If you are frequent reader of The Nosher, chances are you like to cook. And not only do you like to cook, but you probably also like hosting. I bet you may even be hosting Shabbat dinner tonight.
A lot goes into hosting a meal and even though we stress about who is going be there and what the table looks like, ultimately the most important part of the meal is, of course, the food.
Making good menus is a work of art. It means everything is tasty and goes well together, but it also means there is balance. You could make corn chowder, tilapia filets, and mashed potatoes that all taste phenomenal, but your plate will be white and your body unappeased.
There are so many ways to think about how to create a complete and wholesome meal. As Jews our menus tend to reflect both the calendar (traditional holiday foods) and our ancestry (matzah ball soup for the Russian Jews and borekas for the Turkish Jews–lucky me, I get both!). The Chinese have a Five Phase model; in Ecuador lunch is always preceded by a soup course and dinner is usually instant coffee; the macrobiotic diet looks at food as expansive and contractive; many people follow the Indian balance concepts of Ayurveda. The Western media typically just labels foods as “good for you” or “bad for you.”
Over the next couple of weeks, I will be posting a few simple checks and balances to help you make delicious and balanced menus for you Shabbat dinner tables and normal weekday eating.
Here are some of my tried and true methods for restoring balance:
Amaranth. Amaranth is a high-protein, gluten-free grain indigenous to Mexico. Rich in dietary fibers and essential amino acids, amaranth can lower cholesterol levels and blood pressure, boost the immune system, increase energy, and strengthen bones. This amaranth porridge is a powerful way to kickstart the day.
Kombucha. A happy pairing of bacteria and yeast, a good swig of kombucha can bring your digestive system back up to full performance.
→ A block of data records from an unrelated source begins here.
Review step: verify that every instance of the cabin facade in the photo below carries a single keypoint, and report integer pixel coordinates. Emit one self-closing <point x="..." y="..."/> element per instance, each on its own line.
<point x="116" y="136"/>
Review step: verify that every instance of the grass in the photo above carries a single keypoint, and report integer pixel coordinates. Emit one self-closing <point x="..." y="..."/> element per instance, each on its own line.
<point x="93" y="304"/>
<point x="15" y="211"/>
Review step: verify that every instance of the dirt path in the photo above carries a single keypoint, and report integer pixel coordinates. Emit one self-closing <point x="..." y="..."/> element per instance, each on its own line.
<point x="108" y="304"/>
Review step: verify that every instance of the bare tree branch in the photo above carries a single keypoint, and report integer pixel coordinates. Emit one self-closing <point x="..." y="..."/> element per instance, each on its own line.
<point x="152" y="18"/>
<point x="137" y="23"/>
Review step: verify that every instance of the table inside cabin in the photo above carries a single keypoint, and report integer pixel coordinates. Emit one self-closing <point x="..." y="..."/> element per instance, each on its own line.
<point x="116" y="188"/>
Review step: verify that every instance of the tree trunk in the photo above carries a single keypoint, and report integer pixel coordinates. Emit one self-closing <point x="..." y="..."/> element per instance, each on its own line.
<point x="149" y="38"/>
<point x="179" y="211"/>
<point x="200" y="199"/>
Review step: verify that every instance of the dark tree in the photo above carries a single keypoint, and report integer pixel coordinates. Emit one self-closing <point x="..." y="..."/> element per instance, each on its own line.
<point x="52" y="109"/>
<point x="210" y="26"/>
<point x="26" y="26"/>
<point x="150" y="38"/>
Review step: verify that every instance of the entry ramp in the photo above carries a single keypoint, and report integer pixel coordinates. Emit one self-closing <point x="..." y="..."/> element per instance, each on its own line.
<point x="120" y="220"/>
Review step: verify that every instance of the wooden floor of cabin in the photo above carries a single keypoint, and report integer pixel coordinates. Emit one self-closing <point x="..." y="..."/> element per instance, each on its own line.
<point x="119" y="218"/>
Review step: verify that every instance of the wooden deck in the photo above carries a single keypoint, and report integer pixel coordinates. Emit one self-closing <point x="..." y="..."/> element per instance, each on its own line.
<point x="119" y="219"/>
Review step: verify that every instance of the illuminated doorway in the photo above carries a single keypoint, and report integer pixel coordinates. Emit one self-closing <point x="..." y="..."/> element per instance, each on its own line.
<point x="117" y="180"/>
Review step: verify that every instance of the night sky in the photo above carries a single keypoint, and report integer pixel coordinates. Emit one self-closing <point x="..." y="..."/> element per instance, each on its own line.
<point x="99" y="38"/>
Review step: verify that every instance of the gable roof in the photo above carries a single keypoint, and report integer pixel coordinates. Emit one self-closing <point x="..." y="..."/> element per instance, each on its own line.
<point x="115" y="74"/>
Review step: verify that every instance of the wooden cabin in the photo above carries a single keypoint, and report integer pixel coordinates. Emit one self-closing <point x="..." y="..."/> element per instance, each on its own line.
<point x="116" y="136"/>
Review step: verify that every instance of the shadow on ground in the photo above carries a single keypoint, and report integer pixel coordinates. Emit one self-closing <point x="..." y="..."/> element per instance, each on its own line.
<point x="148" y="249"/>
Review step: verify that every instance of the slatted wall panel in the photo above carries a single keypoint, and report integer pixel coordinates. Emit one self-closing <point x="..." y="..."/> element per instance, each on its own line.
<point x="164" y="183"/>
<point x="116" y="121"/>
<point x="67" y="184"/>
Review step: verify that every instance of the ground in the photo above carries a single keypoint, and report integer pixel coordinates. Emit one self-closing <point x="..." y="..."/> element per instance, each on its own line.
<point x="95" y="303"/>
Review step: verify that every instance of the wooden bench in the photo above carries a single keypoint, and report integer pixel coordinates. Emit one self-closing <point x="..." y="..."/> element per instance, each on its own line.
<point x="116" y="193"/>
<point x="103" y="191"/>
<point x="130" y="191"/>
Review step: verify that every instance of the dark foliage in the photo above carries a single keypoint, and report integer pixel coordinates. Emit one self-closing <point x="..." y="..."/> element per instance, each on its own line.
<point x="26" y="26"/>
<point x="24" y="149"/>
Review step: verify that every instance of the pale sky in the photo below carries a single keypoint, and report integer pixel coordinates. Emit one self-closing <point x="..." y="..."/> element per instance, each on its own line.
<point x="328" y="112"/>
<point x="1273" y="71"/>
It’s also chock full of the enzymes our bodies use to detox, helps reverse the effects of candida (yeast) overgrowth, relieves arthritis, and can increase energy levels. As tempting as it may be, keep in mind that you should not shake kombucha before drinking, since that upsets the delicate ecosystem within the bottle.
Miso. While most people hear miso and immediately think “sushi appetizer,” there’s a lot more to this paste than a salty soup. A fermented soy product, miso is full of micro-organisms that help our bodies process proteins, carbohydrates, and fats. It also contains lactic acids that promote a healthy environment for digestion. Miso is a great addition to salad dressing and sauces, but if you want to stick with soup, make sure to add the miso last, once the broth has been removed from the heat, so you don’t kill the bacteria.
Pickles. Consuming lacto-fermented pickles (which don’t have to be cucumbers, by the way) is a great way to bring lactic acid, active cultures, and enzymes into your digestive system. Pickling vegetables also helps reduces the impact of harmful compounds like oxalic acid found in beet greens and increases the bodies ability to absorb minerals like iron by breaking down phytates.
Seaweed. I was hesitant about seaweed when I was first introduced to it, but now I can’t imagine giving it up. Full of a range of vitamins, including the hard-to-come-by B12, seaweed can help your digestion, regulate your blood sugar, strengthen your nails and hair, improve thyroid function, and relive stress, among countless other benefits. One of my favorite seaweed dishes is hiziki (or hijiki) caviar served on a cracker.
What food remedies work best for you?